Argyres ve Mayer (2007) sözleşmelerin tasarım yeteneklerinin gelişimini araştıran araştırmacıların sözleşmede yer alan şartların sayısı ve ayrıntısını incelemeye yöneleceklerini ileri sürmektedirler. Bu bakış açısında ilgilerinin odağını sözleşme şartlarıyla işlemin özelliklerinin uyumlaştırılması sorunsalı oluşturmaktadır. Analizlerinde varlık özgül yatırımların yol açtığı karşılıklı bağımlılık, sahiplenme (kendine mal etme, sahibinin izni olmadan el koyma) ve belirsizlik işlem maliyeti teorisi ile ilişkili üç işlem özelliği olarak ele alınmıştır.

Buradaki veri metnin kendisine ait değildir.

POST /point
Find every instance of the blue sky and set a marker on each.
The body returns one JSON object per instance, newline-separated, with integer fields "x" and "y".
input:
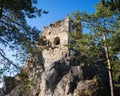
{"x": 58, "y": 9}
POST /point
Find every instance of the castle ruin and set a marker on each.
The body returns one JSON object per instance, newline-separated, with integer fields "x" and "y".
{"x": 57, "y": 35}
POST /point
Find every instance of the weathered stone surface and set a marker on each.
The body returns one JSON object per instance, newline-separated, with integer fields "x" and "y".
{"x": 56, "y": 72}
{"x": 57, "y": 36}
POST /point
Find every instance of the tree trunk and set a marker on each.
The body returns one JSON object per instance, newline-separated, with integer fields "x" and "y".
{"x": 109, "y": 66}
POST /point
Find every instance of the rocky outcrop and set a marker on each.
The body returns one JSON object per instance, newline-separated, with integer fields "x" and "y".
{"x": 65, "y": 77}
{"x": 68, "y": 78}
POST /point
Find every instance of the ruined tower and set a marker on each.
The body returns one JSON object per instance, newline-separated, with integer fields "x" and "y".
{"x": 57, "y": 35}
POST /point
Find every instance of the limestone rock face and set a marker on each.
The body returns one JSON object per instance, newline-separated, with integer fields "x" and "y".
{"x": 55, "y": 71}
{"x": 65, "y": 78}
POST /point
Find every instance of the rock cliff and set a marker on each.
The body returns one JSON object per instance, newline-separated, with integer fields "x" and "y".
{"x": 65, "y": 77}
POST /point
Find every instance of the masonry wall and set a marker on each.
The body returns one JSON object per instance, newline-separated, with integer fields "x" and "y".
{"x": 57, "y": 35}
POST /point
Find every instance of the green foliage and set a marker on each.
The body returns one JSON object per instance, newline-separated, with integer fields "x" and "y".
{"x": 25, "y": 83}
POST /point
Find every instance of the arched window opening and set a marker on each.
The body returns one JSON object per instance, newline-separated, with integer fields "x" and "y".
{"x": 57, "y": 41}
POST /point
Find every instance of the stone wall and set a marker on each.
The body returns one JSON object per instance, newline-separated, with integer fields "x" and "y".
{"x": 57, "y": 35}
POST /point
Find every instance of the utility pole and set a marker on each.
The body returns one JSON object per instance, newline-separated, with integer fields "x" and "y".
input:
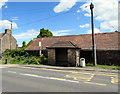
{"x": 11, "y": 37}
{"x": 93, "y": 39}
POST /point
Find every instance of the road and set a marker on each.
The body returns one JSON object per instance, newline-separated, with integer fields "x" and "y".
{"x": 24, "y": 79}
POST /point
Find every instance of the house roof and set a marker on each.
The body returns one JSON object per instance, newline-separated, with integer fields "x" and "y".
{"x": 1, "y": 35}
{"x": 63, "y": 44}
{"x": 83, "y": 41}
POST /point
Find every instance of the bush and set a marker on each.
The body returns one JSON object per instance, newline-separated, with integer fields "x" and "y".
{"x": 22, "y": 57}
{"x": 15, "y": 52}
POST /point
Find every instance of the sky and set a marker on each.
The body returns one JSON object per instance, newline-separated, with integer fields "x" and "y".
{"x": 65, "y": 17}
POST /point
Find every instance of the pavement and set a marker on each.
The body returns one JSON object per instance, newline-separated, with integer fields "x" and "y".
{"x": 72, "y": 68}
{"x": 41, "y": 78}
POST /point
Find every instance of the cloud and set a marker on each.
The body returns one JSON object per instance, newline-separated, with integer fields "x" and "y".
{"x": 78, "y": 11}
{"x": 83, "y": 26}
{"x": 95, "y": 31}
{"x": 64, "y": 5}
{"x": 2, "y": 3}
{"x": 107, "y": 15}
{"x": 61, "y": 32}
{"x": 15, "y": 18}
{"x": 5, "y": 24}
{"x": 30, "y": 34}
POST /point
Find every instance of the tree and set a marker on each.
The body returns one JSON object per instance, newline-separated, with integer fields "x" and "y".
{"x": 30, "y": 42}
{"x": 24, "y": 44}
{"x": 45, "y": 33}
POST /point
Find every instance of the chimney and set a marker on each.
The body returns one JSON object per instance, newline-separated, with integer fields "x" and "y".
{"x": 8, "y": 31}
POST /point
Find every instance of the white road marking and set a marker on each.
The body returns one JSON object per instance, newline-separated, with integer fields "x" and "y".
{"x": 52, "y": 78}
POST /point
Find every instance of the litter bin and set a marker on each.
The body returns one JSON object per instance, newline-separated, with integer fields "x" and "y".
{"x": 82, "y": 62}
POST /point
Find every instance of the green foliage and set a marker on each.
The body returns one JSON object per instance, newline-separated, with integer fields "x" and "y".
{"x": 15, "y": 52}
{"x": 45, "y": 33}
{"x": 22, "y": 57}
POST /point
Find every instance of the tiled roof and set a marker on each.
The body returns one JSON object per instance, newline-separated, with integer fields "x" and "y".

Furlotti (2007) ideal bir eksiksiz sözleşmenin sınırlı rasyonel aktörlerin rekabetçi özelliklerini etkileyen fonksiyonları temsil ettiğini belirtir. Gerçek dünyada bu fonksiyonların sözleşme üzerindeki etkisinin tek boyutlu bir yapıyla ele geçirilmesi mümkün olmayan çoklu mekanizmalara hizmet etme gereksiniminde olduğu düşünülmektedir. Bu nedenle Furlotti (2007) sözleşmenin eksiksizliğini, yazında farklı araştırmacılar tarafından dikkate alınan kavramsal yapıları (sözleşmenin süresi, sözleşmenin karmaşıklığı, koşula bağlı planlama, şartların özgüllüğü) içerecek şekilde çok boyutlu bir bağlam olarak ele almayı önermektedir. Sonuç olarak, ilgili literatürde sözleşmenin eksiksizliğini araştıran yazarların eksik sözleşme tasarımına yol açan faktörler üzerinde fikir birliği oluşturamadıkları tespit edilmiştir. Bağlantılı olarak sözleşmenin eksiksizliğinin heterojen bir kavram olduğu gözlemlenmiştir.

3. Sonuç

Günümüzde yönetişim, piyasa ilişkilerinden mübadele tarafları arasında tesis edilen daha yakın ilişkilere doğru bir yönelimle şekil değiştirmiştir. Geleneksel mesafeli ilişkilerde ürün tasarımı taraflardan sadece birinin sorumluluğundayken ve tarafların ilişkideki rolleri mülkiyet haklarının transferi ile sınırlıyken, ilişkilerin yakınlaşması temel faaliyetlerin işbirlikçi ve eşgüdümlü bir şekilde yerine getirilmesini gerekli kılmıştır (Heide, 1994, 2003; Heide ve John, 1990; Rindfleisch ve Heide, 1997). Eylemlerin bütünleşmesi ve örgütsel sınırlar arası artan yayılım, melez yönetişimin ilişkinin yapısı ve sürecine birlikte odaklanan örgütler arası bir strateji olarak kullanımıyla sonuçlanmıştır. Araştırmacıların işlem maliyeti teorisinin varsayımlarıyla stratejik yönetim veya kaynak temelli bakış açısı gibi diğer teorik bakış açılarının varsayımlarını birleştirme eğilimleri işlem maliyetleri üzerine çalışmaların gittikçe disiplinler arası bir diyaloğa dönüşmesine neden olmuştur.

(16)

İşlem maliyeti teorisyenleri firmayı ekonomik faaliyeti örgütleyen bir kurum olarak açıklamada verimli yönetişimin rolüne odaklanırken, kaynak temelli bakış açısının öncüleri rekabet üstünlüğünün rolünü vurgulama eğilimindedirler. Bu durumda işlem maliyeti teorisi firmaların niçin varolduğunu açıklamaya çalışırken, kaynak temelli bakış açısı firmaların niçin farklılaştığını açıklamaya ilgi duymaktadır (Madhok, 2002). Bir firma hem işlemler topluluğu hem de kaynaklar paketiyken bu iki yaklaşım birbiriyle ilişkilendirilmektedir. Ayrıca hem firma içindeki hem de firma dışındaki yönetişim yetenekleri performans farklarıyla ve rekabet üstünlüğüyle sonuçlanabilmektedir.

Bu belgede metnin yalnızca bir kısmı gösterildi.